Frank F. Thompson Sr., MD (1887-1964)

 

Frank French Thompson was born February, 1887, in Scottsville, New York, a small farming community in Monroe County not far from Rochester.  Both his father and his mother migrated north from Culpeper County, Virginia after 1880.  His father, Albert, a farm laborer, was born into slavery in 1859 and his mother, Mollie Turner, was born about 1868, just after the Civil War.  Mollie’s father, Fielding Turner (1830-1895) of Culpeper, Virginia, fought in the Civil War for the Union Army in the 20th US Colored Troops.

 

Frank was expected to become a farm laborer like his father.

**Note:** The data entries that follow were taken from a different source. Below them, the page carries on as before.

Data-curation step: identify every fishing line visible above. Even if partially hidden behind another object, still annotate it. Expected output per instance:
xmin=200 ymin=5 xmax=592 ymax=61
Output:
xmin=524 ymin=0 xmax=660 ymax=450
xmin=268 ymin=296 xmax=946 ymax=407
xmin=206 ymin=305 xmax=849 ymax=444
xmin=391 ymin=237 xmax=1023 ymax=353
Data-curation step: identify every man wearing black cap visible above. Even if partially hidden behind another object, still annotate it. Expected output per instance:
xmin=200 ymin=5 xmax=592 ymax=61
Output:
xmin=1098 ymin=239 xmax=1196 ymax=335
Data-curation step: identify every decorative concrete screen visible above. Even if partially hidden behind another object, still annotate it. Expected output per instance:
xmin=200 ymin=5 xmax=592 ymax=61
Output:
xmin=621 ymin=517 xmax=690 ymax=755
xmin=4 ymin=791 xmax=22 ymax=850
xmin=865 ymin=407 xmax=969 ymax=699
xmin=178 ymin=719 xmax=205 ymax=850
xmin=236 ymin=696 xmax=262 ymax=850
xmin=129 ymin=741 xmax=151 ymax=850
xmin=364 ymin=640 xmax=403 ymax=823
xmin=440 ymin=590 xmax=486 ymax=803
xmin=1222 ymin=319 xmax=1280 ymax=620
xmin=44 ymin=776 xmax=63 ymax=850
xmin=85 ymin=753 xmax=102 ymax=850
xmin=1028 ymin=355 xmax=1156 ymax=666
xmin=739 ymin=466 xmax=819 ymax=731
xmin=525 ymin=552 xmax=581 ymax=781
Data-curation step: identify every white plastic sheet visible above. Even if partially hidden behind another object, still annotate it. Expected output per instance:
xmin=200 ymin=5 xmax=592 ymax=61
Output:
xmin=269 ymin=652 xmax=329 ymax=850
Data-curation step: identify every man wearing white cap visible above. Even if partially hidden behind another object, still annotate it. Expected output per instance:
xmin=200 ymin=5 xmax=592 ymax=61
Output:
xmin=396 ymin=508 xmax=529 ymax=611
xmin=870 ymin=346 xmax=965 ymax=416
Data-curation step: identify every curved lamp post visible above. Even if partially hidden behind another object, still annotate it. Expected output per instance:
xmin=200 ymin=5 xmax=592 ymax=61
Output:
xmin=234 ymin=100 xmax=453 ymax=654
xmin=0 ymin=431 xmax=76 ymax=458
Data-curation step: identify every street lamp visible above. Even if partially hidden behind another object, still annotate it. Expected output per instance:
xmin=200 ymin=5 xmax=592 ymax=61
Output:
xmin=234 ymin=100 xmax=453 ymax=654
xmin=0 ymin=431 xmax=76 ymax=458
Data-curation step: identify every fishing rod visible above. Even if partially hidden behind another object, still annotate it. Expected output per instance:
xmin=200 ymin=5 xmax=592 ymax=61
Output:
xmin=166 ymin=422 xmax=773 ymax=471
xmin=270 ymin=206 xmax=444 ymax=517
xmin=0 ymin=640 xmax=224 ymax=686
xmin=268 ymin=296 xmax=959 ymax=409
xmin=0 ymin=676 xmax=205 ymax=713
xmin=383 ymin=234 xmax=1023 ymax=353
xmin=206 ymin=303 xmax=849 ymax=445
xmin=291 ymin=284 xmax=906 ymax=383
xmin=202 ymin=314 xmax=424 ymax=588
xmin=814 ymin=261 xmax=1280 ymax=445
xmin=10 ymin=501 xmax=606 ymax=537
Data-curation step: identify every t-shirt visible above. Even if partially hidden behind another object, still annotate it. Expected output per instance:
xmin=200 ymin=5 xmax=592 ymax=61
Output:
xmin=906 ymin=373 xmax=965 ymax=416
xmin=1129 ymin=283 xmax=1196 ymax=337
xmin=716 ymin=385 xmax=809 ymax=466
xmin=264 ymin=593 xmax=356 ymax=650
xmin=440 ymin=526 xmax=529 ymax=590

However, Frank had a brilliant mind, a thirst for higher education and from an early age, aspired to become a physician.  He always recounted the story that he and his father were down in a ditch, digging away, when the bell pealed for the first day of school. He kept digging that day and the next, but on the third day, with tears in his eyes, told his father that he simply had to disobey him and go to school. His father, Albert, told him that he would have to step over him to do so. Young Frank struck his father down, leapt out of the ditch and defiantly went to school with the help of his Aunt Millie, his father’s sister, who worked for a wealthy white family in the community and garnered their support. Millie Alexander is pictured to the right with her husband John.

 

Frank graduated from Scottsville High School in 1904 and entered Syracuse University, graduating in the class of 1909. In 1907, he and another student were inducted into the “jewel” chapter of the Alpha Phi Alpha Fraternity, which originated at nearby Cornell University in December 1906. Needless to say, it was a huge source of family pride that he was “almost” a jewel and a devoted “Alpha Man.” Frank entered Syracuse Medical School but due to the rampant discrimination of the times, he transferred to Howard University Medical School, receiving his MD in 1912.

 

Frank moved to Montclair, New Jersey where he practiced medicine for over 50 years. In 1915, he married Julia Ellen Ruffin of Warrenton, Virginia, daughter of the Rev. Robert Logan Ruffin and Mary Turner Jordan. Frank and Julia had two children—Frank French Thompson, Jr. (1916-1966) and a daughter, Julia (1921-2009).  Julia, also a graduate of Howard University, both undergrad and masters degrees, married Dr. John L. Pinderhughes.  Frank F. Thompson, Sr., MD died in 1964 leaving a rich legacy of service to his family and community.”